In the end it was pretty clear to me that she was writing for an article that had to be published within the next couple of hours, indeed it was on CNN within a few hours, and that the idea was just to have an article that was “signed” by an expert. In fact I got the distinct impression that I was not the first person she called (true or not I don’t know) and that she was just calling people hoping to find an expert (and by expert I mean someone with a title and three letters after their name) who would serve as the “stamp” on the article rather than developing it. Seriously though, go back and read the article, really it only says two things, one Obama has changed the whitehouse.gov site and it is better than the previous ones because experts say it is. Contrast this approach with this article at the NY Times, or Dave Winer’s post after the matter, or perhaps most importantly techPresident (which the article sites but does not link to????), these sites rather than break the news take the longer approach and are relfecting on the news. CNN gets caught here trying to break the news (but four hours after the inauguration this is already old news, but also being too fast to supply any meaningful analysis). How much better would this article be if they broke the news with one/two paragraphs within half an hour of the annoucement, and let people comment on the post, and then filtered the best comments to the top, or if they had taken the “long approach” and contacted somebody like Dave Winer or virutalpolitik to write the article. As a related note I think this points to the future of journalism, playing for the short long term, not trying to break the news, but helping to develop a conversation around stories and provide background and context (for a good example of this see The Daily Beast).
I thought about this because yesterday I was talking to a reporter from The Chronicle of Higher Ed who is doing a story on something that is in my area of expertise.
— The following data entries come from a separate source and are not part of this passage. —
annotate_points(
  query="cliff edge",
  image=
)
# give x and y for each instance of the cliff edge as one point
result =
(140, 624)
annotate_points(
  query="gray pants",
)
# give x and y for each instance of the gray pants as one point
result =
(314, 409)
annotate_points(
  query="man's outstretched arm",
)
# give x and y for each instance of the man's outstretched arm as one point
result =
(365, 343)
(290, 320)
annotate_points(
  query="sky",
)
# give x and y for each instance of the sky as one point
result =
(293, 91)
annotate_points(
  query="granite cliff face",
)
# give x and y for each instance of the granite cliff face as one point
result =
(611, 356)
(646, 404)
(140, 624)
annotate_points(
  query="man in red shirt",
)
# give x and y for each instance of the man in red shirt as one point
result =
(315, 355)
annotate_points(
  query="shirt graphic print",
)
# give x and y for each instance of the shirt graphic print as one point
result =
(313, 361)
The reporter spent far more time with me on the phone and as a result I am sure he will write a much better story (even if he doesn’t use any of the material I gave him), because at the end he asked the most important question anyone in any field can ask: “Who else should I be talking to?” In other words how else can we expand this conversation rather than how can I quickly close this off to produce a fixed/final work. (Granted The Chronicle piece will become a fixed article, but that is because it spent a lot more time in conversation.)

The other lesson here for academics is that network capital matters, if you want to get noticed build an online profile, give your stuff away for free and you will get noticed . . .but I have been saying that for a while, so I’ll end here.